Automatic and manual wind watches are both mechanical, meaning neither uses a battery, but they differ in how the mainspring gets its power. An automatic winds itself from the motion of your wrist through a rotor, while a manual watch only winds when you turn the crown by hand. Everything else, from the price to the case thickness to how the watch feels day to day, tends to follow from that one core difference.
How each movement actually gets its power
Inside an automatic watch is a rotor, a small weighted half-circle that swings freely as your arm moves. That swinging motion winds the mainspring through a series of gears, which is why an automatic watch worn daily rarely needs manual winding at all. Take it off for a few days and it winds down, but strap it back on and normal movement gets it going again without you doing anything extra.
A manual watch has no rotor. The only way the mainspring gets tension is you turning the crown, typically once a day, sometimes more depending on the movement's power reserve. There's no automatic backup, so if you forget to wind it, it stops, and you have to reset the time before wearing it again. Some people see this as a downside, others see it as a small daily ritual worth keeping, similar to the appeal of a manual coffee grinder over a machine that does it for you.
Both designs have been around for well over a century, and neither is a newer or more "advanced" version of the other. Automatics became widely popular in the mid-1900s as a convenience feature, but manual movements have never really gone away, especially in dress watches and smaller-diameter pieces where there's less room to spare.
Case thickness and feel on the wrist
Automatic movements need room for the rotor to swing, which generally makes automatic watches thicker than manual ones with a comparable movement. If you prefer a slim watch that sits low under a shirt cuff, a manual wind movement often gets you there more easily than an automatic will. This is one of the clearest practical differences between the two, and it's the reason a lot of classic dress watches are manual wind rather than automatic.
Manual watches also tend to feel a bit more direct, since every bit of power in the mainspring came from your own hand. Some people genuinely enjoy that connection, winding the watch each morning as part of getting ready, in the same way others enjoy the convenience of never thinking about it with an automatic. Neither feeling is wrong, it just depends on what you want from the ritual of putting a watch on.

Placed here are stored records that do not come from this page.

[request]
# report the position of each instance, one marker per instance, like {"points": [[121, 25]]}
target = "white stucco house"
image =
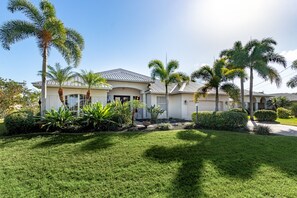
{"points": [[127, 85]]}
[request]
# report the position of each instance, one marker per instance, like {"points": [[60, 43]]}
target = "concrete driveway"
{"points": [[276, 128]]}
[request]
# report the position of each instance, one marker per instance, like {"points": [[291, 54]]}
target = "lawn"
{"points": [[181, 163], [290, 121]]}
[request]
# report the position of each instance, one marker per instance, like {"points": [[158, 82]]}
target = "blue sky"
{"points": [[128, 34]]}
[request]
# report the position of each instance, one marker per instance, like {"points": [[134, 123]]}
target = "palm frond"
{"points": [[28, 9], [16, 30]]}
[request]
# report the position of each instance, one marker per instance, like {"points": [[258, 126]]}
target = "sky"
{"points": [[129, 33]]}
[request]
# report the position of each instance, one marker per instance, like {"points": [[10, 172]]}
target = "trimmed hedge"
{"points": [[283, 113], [265, 115], [19, 122], [226, 120]]}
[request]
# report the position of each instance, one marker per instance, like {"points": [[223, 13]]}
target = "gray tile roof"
{"points": [[125, 75]]}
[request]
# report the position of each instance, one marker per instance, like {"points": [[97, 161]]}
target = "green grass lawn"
{"points": [[290, 121], [181, 163]]}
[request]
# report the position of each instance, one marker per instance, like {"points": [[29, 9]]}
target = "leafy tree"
{"points": [[238, 58], [261, 53], [167, 75], [49, 32], [216, 77], [91, 80], [60, 75]]}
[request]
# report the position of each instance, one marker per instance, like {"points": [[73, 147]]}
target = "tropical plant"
{"points": [[167, 75], [60, 76], [49, 32], [91, 80], [216, 77], [280, 101], [261, 53], [155, 111], [238, 58], [97, 116], [58, 119]]}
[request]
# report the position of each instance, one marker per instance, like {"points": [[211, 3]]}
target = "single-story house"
{"points": [[126, 85]]}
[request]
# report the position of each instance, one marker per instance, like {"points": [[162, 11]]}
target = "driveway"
{"points": [[276, 128]]}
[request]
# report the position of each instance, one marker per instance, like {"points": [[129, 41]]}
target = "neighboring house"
{"points": [[126, 85]]}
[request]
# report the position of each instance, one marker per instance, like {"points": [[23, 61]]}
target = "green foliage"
{"points": [[155, 111], [227, 120], [164, 126], [262, 130], [19, 122], [294, 109], [283, 113], [60, 119], [266, 115], [98, 116], [121, 112]]}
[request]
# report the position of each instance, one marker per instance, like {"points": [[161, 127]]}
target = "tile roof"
{"points": [[125, 75]]}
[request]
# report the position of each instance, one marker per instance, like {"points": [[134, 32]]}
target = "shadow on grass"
{"points": [[234, 155]]}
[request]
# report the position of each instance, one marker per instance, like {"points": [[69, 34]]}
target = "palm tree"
{"points": [[90, 79], [238, 58], [261, 53], [60, 76], [167, 75], [216, 78], [49, 32]]}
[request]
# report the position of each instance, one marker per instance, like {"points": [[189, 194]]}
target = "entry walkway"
{"points": [[276, 128]]}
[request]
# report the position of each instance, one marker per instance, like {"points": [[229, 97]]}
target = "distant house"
{"points": [[126, 85]]}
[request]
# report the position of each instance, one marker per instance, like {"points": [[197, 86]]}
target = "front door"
{"points": [[121, 98]]}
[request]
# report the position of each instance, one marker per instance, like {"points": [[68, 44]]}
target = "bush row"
{"points": [[227, 120]]}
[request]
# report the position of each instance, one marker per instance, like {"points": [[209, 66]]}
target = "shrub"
{"points": [[265, 115], [227, 120], [262, 130], [164, 126], [294, 109], [19, 122], [155, 111], [60, 119], [99, 117], [283, 113]]}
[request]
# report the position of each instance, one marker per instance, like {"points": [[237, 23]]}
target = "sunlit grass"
{"points": [[157, 164]]}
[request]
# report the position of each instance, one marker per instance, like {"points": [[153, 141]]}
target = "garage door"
{"points": [[203, 106]]}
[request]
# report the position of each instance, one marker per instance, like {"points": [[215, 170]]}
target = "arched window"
{"points": [[75, 102]]}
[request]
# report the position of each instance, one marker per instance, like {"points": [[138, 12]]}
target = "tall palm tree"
{"points": [[167, 75], [216, 77], [49, 32], [60, 76], [90, 79], [261, 53], [238, 58]]}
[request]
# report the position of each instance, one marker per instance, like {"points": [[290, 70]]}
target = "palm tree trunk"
{"points": [[242, 93], [167, 101], [43, 81], [251, 94], [217, 99], [61, 95]]}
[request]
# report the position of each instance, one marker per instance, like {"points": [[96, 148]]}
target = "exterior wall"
{"points": [[53, 100]]}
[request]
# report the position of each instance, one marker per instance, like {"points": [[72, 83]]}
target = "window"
{"points": [[75, 102], [161, 101]]}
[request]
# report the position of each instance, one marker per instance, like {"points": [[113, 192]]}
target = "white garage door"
{"points": [[203, 106]]}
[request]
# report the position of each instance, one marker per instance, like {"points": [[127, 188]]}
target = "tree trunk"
{"points": [[61, 95], [43, 81], [242, 93], [88, 97], [251, 94], [217, 99], [167, 101]]}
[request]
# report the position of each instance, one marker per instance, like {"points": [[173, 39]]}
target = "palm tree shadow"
{"points": [[238, 159]]}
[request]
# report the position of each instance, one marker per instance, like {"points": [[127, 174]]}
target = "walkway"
{"points": [[276, 128]]}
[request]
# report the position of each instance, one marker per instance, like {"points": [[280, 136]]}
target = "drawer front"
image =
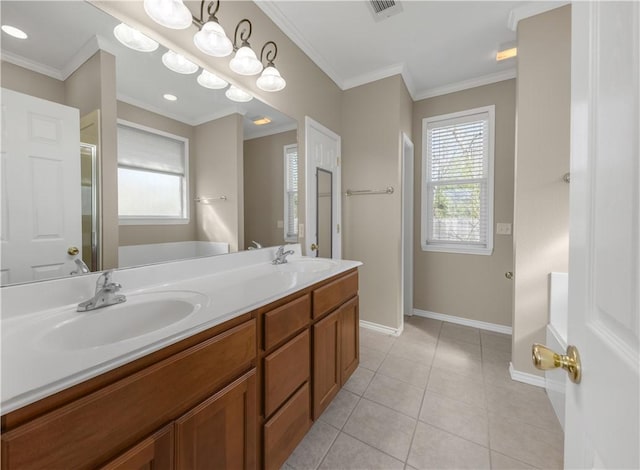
{"points": [[332, 295], [285, 430], [93, 429], [282, 322], [285, 370]]}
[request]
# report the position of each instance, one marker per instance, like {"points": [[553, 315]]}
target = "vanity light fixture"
{"points": [[245, 61], [169, 13], [14, 32], [178, 63], [211, 38], [134, 39], [211, 80], [236, 94], [270, 80]]}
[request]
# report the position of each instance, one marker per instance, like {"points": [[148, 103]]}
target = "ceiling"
{"points": [[437, 46], [63, 34]]}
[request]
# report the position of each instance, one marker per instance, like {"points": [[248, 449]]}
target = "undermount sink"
{"points": [[307, 265], [141, 314]]}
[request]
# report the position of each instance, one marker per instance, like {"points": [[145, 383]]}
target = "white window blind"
{"points": [[458, 182], [291, 193], [152, 176]]}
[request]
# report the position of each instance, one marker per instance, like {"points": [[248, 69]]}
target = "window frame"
{"points": [[286, 149], [427, 208], [155, 220]]}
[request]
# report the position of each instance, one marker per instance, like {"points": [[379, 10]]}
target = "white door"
{"points": [[602, 413], [407, 226], [322, 150], [41, 213]]}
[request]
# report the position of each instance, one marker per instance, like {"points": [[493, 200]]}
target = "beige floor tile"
{"points": [[397, 395], [349, 453], [359, 380], [502, 462], [433, 448], [463, 333], [374, 340], [313, 448], [371, 358], [340, 408], [382, 428], [529, 444], [402, 369], [463, 388], [498, 341], [458, 418], [421, 351], [461, 358]]}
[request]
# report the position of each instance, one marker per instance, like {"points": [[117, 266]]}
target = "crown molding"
{"points": [[529, 10], [466, 84], [271, 9]]}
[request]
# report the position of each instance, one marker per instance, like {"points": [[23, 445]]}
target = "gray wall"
{"points": [[464, 285]]}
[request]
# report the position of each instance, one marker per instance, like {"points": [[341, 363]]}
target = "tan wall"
{"points": [[309, 90], [372, 122], [142, 234], [541, 236], [463, 285], [264, 187], [219, 169], [25, 81], [93, 86]]}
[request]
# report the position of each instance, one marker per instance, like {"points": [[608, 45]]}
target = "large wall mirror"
{"points": [[197, 175]]}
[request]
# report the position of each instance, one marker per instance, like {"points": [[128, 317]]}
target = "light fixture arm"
{"points": [[244, 36], [271, 53]]}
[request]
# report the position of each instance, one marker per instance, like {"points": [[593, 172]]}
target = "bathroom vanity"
{"points": [[237, 393]]}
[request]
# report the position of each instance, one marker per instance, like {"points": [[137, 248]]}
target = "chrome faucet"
{"points": [[281, 255], [105, 294]]}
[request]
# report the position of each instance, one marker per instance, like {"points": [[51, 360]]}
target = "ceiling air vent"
{"points": [[382, 9]]}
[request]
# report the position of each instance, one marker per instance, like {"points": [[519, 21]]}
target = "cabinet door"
{"points": [[349, 339], [326, 362], [154, 453], [221, 432]]}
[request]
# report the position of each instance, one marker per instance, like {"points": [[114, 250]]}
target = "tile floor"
{"points": [[437, 397]]}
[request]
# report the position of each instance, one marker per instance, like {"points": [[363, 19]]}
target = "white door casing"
{"points": [[322, 150], [602, 412], [41, 208]]}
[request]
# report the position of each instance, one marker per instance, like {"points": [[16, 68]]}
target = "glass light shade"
{"points": [[178, 63], [212, 40], [245, 62], [271, 80], [211, 80], [236, 94], [134, 39], [169, 13]]}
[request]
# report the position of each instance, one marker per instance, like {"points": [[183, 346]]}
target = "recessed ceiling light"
{"points": [[507, 54], [15, 32]]}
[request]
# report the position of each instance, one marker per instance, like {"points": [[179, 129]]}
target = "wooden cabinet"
{"points": [[220, 432]]}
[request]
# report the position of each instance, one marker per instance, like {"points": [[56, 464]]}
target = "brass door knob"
{"points": [[544, 359]]}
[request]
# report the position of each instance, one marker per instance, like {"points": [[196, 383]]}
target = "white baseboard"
{"points": [[380, 328], [524, 377], [507, 330]]}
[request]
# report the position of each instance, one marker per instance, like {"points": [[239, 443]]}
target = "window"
{"points": [[457, 189], [152, 176], [291, 193]]}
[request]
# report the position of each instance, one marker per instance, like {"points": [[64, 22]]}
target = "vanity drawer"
{"points": [[334, 294], [99, 426], [285, 430], [282, 322], [285, 370]]}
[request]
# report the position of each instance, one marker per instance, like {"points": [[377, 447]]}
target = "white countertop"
{"points": [[222, 287]]}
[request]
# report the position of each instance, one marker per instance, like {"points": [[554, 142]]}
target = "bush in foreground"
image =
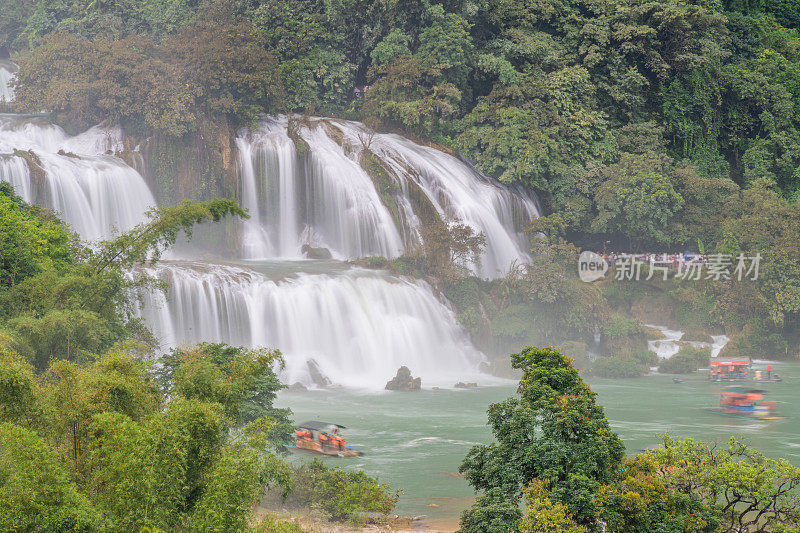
{"points": [[341, 494]]}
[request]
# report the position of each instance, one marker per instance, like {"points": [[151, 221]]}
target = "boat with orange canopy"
{"points": [[322, 438], [747, 403]]}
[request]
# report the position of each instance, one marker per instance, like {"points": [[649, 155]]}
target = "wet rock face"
{"points": [[404, 381], [315, 253]]}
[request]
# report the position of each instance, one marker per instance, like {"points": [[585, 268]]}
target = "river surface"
{"points": [[415, 440]]}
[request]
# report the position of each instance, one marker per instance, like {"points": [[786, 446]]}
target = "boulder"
{"points": [[404, 381], [315, 253], [317, 377]]}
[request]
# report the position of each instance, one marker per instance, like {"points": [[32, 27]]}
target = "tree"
{"points": [[640, 500], [637, 201], [243, 381], [35, 487], [31, 241], [749, 489], [554, 432], [543, 516]]}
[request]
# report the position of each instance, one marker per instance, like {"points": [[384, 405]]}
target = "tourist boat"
{"points": [[729, 370], [739, 370], [747, 403], [321, 438]]}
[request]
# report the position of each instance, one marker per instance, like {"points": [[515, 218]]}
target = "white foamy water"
{"points": [[671, 343], [359, 326], [328, 200], [7, 70], [94, 193]]}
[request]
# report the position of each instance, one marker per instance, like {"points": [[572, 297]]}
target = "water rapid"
{"points": [[321, 195], [357, 326], [94, 192]]}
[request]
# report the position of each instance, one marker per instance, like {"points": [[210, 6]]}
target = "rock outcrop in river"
{"points": [[404, 381]]}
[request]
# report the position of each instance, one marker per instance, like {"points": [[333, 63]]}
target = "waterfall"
{"points": [[359, 326], [94, 193], [329, 202], [327, 199], [7, 70]]}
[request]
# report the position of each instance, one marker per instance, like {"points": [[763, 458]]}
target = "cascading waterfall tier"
{"points": [[94, 192], [7, 70], [325, 198], [358, 326]]}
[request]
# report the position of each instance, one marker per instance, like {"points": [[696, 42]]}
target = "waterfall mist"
{"points": [[358, 326]]}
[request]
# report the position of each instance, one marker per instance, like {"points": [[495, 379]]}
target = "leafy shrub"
{"points": [[271, 523], [342, 495], [686, 361]]}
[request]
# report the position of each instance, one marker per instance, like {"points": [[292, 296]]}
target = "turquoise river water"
{"points": [[416, 440]]}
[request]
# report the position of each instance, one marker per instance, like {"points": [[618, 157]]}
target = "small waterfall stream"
{"points": [[95, 194], [359, 326], [7, 70], [327, 199]]}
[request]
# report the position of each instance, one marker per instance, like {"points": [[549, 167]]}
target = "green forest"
{"points": [[641, 125]]}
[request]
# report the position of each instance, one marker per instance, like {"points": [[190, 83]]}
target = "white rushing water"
{"points": [[7, 70], [671, 343], [95, 193], [328, 200], [359, 326]]}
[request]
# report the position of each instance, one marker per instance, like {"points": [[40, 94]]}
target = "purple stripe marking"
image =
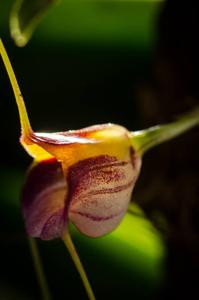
{"points": [[95, 218]]}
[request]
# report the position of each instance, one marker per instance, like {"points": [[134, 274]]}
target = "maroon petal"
{"points": [[99, 192], [43, 200]]}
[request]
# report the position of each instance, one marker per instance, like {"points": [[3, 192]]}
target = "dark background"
{"points": [[144, 75]]}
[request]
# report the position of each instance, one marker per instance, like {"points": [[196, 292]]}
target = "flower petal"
{"points": [[43, 200], [99, 192]]}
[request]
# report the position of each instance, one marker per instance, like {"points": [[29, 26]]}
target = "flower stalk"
{"points": [[73, 253], [143, 140], [39, 269]]}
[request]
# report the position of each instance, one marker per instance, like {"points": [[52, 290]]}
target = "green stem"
{"points": [[39, 269], [71, 248], [145, 139]]}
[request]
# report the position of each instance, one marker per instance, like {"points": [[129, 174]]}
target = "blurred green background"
{"points": [[92, 62]]}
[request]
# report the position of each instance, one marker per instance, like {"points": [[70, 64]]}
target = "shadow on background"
{"points": [[142, 75]]}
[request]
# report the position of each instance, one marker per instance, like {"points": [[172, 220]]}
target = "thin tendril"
{"points": [[39, 270], [71, 248]]}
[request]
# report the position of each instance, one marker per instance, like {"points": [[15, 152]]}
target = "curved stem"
{"points": [[145, 139], [39, 269], [25, 123], [71, 248]]}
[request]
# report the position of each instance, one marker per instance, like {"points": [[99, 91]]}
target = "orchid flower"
{"points": [[84, 176]]}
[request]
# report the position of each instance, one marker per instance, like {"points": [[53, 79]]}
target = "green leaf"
{"points": [[25, 16]]}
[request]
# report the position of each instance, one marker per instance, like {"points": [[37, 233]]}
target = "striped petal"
{"points": [[100, 191], [43, 200]]}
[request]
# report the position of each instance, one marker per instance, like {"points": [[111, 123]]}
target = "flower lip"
{"points": [[60, 138]]}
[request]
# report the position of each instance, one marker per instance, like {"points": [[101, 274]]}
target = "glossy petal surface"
{"points": [[43, 200]]}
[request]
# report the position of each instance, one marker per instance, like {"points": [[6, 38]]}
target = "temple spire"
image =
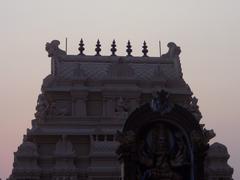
{"points": [[129, 48], [98, 48], [145, 49], [113, 49], [81, 47]]}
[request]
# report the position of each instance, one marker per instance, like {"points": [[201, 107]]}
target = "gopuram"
{"points": [[118, 118]]}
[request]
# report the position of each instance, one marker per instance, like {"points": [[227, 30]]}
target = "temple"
{"points": [[118, 117]]}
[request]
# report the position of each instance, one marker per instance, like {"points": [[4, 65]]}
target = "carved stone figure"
{"points": [[162, 154], [208, 134], [173, 51], [42, 107], [60, 109], [160, 103], [121, 105], [64, 147], [53, 49]]}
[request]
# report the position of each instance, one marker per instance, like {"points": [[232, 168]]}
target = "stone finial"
{"points": [[81, 47], [53, 49], [145, 49], [173, 51], [129, 48], [98, 48], [113, 49]]}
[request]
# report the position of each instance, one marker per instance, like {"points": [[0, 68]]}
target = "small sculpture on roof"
{"points": [[113, 49], [42, 107], [53, 49], [173, 51], [98, 48]]}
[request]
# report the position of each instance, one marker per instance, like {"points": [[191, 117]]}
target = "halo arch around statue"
{"points": [[172, 134]]}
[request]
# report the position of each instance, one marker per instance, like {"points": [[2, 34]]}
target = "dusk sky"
{"points": [[208, 32]]}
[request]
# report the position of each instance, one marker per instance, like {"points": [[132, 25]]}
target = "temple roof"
{"points": [[163, 70]]}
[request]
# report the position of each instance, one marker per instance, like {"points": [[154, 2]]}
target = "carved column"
{"points": [[79, 105]]}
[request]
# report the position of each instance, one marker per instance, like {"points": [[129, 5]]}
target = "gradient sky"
{"points": [[208, 32]]}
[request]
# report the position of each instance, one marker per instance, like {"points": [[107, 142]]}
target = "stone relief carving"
{"points": [[161, 103], [42, 107], [216, 163], [193, 107], [61, 108], [64, 146], [173, 51], [161, 154], [53, 49], [120, 70], [121, 105], [158, 74]]}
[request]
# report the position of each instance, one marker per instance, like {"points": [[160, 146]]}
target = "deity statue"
{"points": [[42, 107], [163, 155]]}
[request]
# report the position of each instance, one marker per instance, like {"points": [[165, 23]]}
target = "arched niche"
{"points": [[166, 146]]}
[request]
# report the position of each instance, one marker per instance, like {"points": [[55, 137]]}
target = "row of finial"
{"points": [[113, 48]]}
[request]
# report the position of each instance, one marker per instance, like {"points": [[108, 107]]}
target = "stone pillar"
{"points": [[79, 103], [134, 103], [108, 106]]}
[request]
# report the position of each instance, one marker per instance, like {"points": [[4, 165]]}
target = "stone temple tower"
{"points": [[87, 99]]}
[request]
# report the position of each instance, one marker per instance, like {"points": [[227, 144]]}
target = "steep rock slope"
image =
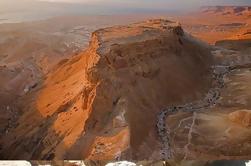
{"points": [[103, 104]]}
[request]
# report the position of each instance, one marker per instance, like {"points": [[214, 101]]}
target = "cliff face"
{"points": [[103, 103]]}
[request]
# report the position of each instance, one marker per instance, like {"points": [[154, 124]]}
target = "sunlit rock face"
{"points": [[242, 117], [103, 103]]}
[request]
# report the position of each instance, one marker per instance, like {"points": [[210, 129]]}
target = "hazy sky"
{"points": [[156, 4]]}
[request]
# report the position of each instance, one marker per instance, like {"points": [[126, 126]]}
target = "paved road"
{"points": [[208, 101]]}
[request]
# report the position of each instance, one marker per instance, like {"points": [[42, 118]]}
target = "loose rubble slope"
{"points": [[103, 103]]}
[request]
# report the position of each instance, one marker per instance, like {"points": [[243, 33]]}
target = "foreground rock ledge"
{"points": [[103, 104]]}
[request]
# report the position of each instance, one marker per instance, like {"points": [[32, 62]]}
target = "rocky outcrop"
{"points": [[103, 103], [242, 117]]}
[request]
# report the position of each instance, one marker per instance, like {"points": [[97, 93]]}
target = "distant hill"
{"points": [[227, 10]]}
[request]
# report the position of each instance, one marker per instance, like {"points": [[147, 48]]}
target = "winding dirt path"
{"points": [[208, 101]]}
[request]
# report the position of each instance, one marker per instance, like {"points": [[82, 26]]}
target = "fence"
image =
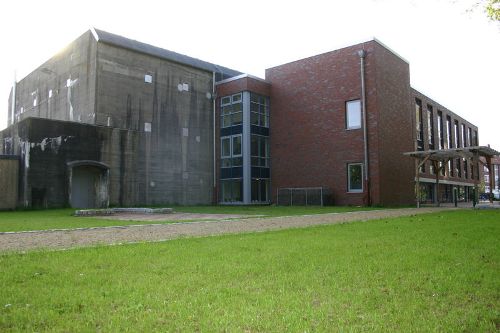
{"points": [[303, 196]]}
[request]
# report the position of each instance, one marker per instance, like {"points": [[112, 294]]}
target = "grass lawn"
{"points": [[437, 272], [63, 219]]}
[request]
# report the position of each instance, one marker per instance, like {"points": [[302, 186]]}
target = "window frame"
{"points": [[231, 155], [349, 189], [228, 102], [347, 118]]}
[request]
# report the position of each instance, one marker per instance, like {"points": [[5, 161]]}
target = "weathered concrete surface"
{"points": [[148, 118], [9, 171], [114, 235]]}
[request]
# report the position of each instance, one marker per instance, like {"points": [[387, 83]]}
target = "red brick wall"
{"points": [[310, 145], [446, 112], [396, 133]]}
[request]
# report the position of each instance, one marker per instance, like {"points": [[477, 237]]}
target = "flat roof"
{"points": [[446, 154], [130, 44]]}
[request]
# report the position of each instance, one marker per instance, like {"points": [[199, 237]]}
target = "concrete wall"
{"points": [[155, 136], [62, 88], [9, 175], [47, 148], [173, 158]]}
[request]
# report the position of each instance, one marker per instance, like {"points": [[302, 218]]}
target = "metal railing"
{"points": [[303, 196]]}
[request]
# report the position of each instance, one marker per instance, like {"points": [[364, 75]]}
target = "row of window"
{"points": [[457, 135], [231, 151], [454, 169], [231, 190], [232, 110]]}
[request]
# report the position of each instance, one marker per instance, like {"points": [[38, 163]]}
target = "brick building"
{"points": [[133, 124], [496, 178]]}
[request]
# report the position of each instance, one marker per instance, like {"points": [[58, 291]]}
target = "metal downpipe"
{"points": [[367, 199]]}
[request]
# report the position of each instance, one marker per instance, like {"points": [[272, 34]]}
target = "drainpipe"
{"points": [[362, 55], [13, 106], [214, 195]]}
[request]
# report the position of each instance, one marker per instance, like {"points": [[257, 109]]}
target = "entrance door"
{"points": [[84, 187]]}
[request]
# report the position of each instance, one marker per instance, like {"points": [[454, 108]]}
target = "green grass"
{"points": [[63, 219], [427, 273]]}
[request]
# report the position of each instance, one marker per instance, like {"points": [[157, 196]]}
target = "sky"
{"points": [[452, 47]]}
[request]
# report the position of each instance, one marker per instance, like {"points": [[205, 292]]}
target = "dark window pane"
{"points": [[355, 177], [236, 145], [254, 118], [237, 118], [225, 147]]}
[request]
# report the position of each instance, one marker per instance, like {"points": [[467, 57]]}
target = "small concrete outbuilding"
{"points": [[9, 175]]}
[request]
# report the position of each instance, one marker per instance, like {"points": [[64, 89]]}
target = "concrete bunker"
{"points": [[88, 184]]}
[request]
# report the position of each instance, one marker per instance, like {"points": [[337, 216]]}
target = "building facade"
{"points": [[111, 121], [496, 178]]}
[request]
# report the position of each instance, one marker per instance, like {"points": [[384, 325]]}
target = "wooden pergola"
{"points": [[440, 158]]}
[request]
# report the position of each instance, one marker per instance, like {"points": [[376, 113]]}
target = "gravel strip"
{"points": [[63, 239]]}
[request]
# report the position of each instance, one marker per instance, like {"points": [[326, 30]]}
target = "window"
{"points": [[430, 126], [355, 177], [440, 130], [353, 114], [449, 131], [259, 110], [231, 110], [418, 124], [231, 190], [231, 151], [457, 135], [259, 147], [260, 190], [464, 136]]}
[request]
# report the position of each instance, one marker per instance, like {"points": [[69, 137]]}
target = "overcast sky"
{"points": [[453, 53]]}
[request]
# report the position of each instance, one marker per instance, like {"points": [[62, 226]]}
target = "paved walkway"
{"points": [[62, 239]]}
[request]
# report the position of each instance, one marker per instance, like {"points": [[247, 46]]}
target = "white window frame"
{"points": [[349, 189], [347, 121]]}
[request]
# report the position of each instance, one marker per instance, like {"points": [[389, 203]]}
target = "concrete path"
{"points": [[62, 239]]}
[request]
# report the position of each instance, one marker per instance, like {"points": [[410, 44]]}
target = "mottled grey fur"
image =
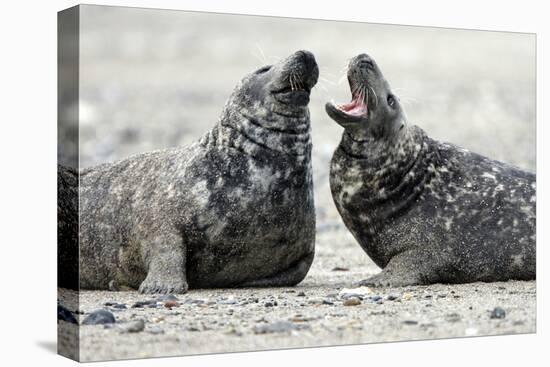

Which one actually fits how you live
If you wear one watch daily and don't want to think about it, an automatic is the easier choice. It winds itself through normal wear, and as long as you're active enough during the day, it'll keep running without any extra attention. This is why most everyday watches, including something like a Seiko 5, are built as automatics rather than manual wind pieces.
If you rotate through several watches, or you like a slimmer dress watch for occasional wear, manual wind makes more sense. You won't be bothered by needing a winder to keep it running between wears, since you simply wind it by hand the next time you put it on. Neither option is more "serious" or better made than the other.
They're just two different answers to the same mechanical problem, and the right one depends on your habits more than anything else. If you're not sure, think about how many watches you actually own and rotate through, and let that answer the question for you.